In this example we will use a HIVE ACID table as we expect our table to feature a number of slowly changing dimensions such as mileage and data center utility rates. Furthermore we don’t expect significant transaction volumes or no of Hive Objects such as partitions on our clusters that could impact performance due to compactions.

We will create a specific database that will use managed tables for both travel expenses and public cloud reporting (see, Create a default directory for managed tables). From a security perspective some of the tables will have read access for all employees, with write access limited. The trip table will feature Personal Identifiable Information, and employees in the European Union will be subject to GDPR regulatory requirements and therefore those columns will need to be masked to a restricted number of users that require access.
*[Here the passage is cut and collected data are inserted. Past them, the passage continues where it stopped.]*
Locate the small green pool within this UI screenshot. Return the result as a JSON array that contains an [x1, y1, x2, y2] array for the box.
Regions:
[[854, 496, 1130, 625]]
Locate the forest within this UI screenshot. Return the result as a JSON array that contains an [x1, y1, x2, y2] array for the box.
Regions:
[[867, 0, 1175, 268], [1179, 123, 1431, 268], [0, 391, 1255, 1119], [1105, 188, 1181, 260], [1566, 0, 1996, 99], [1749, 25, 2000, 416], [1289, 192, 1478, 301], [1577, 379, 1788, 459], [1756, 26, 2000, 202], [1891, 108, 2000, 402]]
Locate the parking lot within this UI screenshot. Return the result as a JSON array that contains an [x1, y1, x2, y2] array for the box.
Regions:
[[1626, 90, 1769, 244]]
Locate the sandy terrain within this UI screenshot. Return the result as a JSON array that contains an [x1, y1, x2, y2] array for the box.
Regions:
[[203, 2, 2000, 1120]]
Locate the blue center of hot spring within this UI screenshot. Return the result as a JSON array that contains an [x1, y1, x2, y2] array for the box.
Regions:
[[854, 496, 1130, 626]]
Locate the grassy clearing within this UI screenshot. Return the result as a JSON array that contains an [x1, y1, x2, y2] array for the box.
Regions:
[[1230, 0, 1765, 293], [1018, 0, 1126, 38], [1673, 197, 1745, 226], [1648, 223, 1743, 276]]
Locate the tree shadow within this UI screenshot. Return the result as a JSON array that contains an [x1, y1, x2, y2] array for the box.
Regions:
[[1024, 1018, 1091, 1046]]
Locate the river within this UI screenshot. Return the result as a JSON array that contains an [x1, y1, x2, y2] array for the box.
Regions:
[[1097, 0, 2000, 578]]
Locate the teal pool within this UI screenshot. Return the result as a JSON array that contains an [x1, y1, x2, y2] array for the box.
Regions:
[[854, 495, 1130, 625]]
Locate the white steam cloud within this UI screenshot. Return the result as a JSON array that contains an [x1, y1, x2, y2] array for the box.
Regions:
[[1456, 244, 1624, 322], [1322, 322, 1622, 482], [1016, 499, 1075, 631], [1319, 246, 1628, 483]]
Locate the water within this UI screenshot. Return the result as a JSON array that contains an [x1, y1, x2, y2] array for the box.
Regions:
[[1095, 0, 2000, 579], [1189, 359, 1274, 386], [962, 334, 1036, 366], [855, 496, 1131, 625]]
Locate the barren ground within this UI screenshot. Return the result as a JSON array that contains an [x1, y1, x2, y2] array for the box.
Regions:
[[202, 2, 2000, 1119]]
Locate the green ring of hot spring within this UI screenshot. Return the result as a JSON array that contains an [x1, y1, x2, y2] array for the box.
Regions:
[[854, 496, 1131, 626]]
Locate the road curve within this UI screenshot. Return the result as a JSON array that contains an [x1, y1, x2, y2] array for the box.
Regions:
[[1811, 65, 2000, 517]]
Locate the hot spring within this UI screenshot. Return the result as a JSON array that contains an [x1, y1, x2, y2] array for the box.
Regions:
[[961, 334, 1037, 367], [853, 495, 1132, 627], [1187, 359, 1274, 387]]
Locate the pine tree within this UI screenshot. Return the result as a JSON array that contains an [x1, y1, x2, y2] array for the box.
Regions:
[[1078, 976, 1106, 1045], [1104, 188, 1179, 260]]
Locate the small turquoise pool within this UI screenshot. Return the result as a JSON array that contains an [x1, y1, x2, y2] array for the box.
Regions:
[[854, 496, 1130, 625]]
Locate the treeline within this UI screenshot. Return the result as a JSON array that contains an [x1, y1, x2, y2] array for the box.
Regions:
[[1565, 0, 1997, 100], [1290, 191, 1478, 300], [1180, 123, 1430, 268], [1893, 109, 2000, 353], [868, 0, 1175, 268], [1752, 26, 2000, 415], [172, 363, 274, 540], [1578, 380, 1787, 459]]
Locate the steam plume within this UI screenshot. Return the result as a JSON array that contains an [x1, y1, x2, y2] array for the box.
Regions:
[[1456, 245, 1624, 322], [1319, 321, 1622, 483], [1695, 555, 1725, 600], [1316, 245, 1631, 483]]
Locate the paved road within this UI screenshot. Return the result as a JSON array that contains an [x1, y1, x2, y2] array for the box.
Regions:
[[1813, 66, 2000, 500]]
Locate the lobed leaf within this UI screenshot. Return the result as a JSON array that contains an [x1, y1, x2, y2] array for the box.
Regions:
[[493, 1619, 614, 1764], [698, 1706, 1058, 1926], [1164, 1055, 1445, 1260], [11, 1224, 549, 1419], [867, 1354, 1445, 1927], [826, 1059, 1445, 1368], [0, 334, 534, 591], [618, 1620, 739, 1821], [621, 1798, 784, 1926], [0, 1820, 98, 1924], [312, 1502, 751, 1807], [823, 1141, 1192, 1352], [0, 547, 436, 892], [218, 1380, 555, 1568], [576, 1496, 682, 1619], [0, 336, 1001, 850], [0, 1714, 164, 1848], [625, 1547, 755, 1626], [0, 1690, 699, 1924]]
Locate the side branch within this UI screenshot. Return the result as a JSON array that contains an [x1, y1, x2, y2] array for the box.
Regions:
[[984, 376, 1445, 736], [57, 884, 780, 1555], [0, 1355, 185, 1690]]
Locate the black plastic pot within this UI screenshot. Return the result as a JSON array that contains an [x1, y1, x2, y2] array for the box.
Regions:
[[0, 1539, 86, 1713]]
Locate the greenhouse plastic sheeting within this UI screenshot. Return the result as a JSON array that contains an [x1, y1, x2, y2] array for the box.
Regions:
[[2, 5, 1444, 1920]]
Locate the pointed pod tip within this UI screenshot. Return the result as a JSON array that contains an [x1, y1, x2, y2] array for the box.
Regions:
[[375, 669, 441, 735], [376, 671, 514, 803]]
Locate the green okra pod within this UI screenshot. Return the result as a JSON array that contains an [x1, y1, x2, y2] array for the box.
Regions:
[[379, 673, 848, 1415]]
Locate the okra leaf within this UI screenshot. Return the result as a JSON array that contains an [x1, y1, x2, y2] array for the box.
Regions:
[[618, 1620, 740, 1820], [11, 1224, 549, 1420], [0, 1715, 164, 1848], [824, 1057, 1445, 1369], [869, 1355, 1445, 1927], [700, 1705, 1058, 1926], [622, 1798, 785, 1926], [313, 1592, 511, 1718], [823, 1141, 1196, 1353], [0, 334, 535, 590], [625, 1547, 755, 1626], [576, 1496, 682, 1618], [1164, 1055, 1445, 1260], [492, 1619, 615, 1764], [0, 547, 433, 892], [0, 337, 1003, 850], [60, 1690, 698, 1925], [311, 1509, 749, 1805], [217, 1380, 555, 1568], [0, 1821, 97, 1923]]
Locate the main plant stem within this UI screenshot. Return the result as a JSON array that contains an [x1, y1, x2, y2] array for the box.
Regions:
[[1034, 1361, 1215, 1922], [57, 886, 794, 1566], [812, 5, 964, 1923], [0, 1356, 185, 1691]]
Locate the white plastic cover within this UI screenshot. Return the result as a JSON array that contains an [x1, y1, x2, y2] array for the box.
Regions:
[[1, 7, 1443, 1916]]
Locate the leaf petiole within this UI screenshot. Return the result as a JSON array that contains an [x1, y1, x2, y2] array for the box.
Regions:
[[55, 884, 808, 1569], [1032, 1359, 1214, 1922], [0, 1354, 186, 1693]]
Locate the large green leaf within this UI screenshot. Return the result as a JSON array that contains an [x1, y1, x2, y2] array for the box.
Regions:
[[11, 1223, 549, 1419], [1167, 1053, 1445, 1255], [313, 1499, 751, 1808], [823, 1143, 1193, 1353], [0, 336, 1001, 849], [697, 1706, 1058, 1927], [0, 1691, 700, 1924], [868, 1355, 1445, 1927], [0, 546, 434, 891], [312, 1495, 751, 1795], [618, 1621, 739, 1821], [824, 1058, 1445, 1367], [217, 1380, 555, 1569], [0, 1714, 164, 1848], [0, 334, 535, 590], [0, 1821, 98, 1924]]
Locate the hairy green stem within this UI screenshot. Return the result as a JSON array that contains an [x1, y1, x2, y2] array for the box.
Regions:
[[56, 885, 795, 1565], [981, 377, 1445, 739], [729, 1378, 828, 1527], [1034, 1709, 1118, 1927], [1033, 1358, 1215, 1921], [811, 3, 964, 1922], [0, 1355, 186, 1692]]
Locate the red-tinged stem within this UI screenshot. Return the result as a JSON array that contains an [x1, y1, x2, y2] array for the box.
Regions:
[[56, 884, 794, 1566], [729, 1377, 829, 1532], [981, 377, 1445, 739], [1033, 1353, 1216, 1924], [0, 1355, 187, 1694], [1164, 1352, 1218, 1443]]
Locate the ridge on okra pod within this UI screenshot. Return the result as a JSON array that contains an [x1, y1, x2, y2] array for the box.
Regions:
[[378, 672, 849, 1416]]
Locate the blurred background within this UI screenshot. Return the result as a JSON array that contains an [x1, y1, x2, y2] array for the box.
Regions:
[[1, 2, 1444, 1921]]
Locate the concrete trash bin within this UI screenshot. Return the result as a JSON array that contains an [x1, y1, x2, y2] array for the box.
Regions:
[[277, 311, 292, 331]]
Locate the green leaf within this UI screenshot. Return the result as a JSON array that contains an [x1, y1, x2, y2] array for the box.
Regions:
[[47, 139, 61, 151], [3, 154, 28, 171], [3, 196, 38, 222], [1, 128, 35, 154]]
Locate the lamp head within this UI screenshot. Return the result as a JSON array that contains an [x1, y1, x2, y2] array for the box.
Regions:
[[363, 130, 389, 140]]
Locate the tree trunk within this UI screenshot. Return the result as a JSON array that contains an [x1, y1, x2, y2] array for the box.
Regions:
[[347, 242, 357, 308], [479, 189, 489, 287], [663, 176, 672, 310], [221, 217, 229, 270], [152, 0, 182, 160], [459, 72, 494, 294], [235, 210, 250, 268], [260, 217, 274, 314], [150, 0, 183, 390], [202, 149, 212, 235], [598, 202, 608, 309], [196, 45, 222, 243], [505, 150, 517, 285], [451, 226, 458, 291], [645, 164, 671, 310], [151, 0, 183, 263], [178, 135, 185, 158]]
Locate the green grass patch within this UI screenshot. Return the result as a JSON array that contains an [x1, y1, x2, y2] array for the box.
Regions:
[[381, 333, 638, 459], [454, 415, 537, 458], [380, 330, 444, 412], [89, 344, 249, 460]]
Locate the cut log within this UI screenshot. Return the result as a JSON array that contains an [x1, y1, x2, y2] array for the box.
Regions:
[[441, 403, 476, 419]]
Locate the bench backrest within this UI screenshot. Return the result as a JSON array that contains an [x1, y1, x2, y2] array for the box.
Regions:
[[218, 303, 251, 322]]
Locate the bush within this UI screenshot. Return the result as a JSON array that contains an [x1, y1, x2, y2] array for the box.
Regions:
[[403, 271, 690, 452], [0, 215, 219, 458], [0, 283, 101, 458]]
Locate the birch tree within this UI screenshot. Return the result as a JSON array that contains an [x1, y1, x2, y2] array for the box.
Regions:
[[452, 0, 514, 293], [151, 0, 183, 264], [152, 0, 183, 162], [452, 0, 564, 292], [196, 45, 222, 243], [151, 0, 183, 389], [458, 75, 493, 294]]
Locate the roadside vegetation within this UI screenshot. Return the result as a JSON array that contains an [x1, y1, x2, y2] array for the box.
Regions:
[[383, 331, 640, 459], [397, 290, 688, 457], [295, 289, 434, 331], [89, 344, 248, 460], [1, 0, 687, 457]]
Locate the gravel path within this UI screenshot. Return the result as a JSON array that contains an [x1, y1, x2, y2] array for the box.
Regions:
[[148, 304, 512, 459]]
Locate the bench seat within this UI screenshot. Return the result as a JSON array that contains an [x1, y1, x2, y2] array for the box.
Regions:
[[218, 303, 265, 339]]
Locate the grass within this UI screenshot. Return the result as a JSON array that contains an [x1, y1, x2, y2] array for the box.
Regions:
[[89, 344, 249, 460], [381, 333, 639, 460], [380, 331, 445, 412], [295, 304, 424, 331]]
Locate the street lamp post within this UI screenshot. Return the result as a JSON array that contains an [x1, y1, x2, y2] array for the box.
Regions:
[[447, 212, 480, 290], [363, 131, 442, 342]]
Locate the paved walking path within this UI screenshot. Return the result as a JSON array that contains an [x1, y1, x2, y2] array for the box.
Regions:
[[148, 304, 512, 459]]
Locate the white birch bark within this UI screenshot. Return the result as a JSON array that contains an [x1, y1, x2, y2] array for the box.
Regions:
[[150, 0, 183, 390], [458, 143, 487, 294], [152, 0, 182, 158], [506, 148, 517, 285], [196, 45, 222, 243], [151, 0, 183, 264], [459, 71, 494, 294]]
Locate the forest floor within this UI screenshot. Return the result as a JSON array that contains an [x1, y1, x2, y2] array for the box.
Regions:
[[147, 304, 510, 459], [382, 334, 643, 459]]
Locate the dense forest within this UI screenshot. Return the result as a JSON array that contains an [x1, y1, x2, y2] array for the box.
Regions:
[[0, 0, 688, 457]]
In the following section we illustrate how we can apply a GDPR compliance policy using Apache Ranger on these objects, first we create the tables.

CREATE DATABASE carbonAccounting
Each table will be stored in the default managed location for finance data /warehouse/finance/managed/hive.
Our database will be composed of a number of tables that capture scope 1 emissions data such as travel and data center power consumption. We also include an Embedded Emissions Table which can be used to store carbon contribution of assets such as physical hardware.
CREATE TABLE trip(employeeID string, date date, departureCity string, arrivalCity string, routeDistance int, flighNo string, serviceClass string, journeyType string, co2Emission int) 
  STORED AS ORC
  TBLPROPERTIES ('transactional'='true',
  'transactional_properties'='insert_only');

CREATE TABLE officeEmissions(use https://docs.google.com/spreadsheets/d/1NYU0eQDukjYufN80qzrrSjf2ZUE672wop69qCb3G0Sc/edit?usp=sharing for columns) 
  STORED AS ORC
  TBLPROPERTIES ('transactional'='true',
  'transactional_properties'='insert_only');

CREATE TABLE public_cloud_reporting(Kilowatt int, DataCentre string, Utilization int) 
  STORED AS ORC
  TBLPROPERTIES ('transactional'='true',
  'transactional_properties'='insert_only')
Description “captures power draw of respective data center note public cloud”;

CREATE TABLE carbonEmissions(type int, emission int, value int) 
  STORED AS ORC
  TBLPROPERTIES ('transactional'='true',
  'transactional_properties'='insert_only');

The emission data can be calculated by means of a function that can call reference data that might be delivered to the cluster using Cloudera Flow Management tools (CFM) such as Apache NiFi. Typically this reference data will be subject to commercial agreements and therefore access will need to be restricted.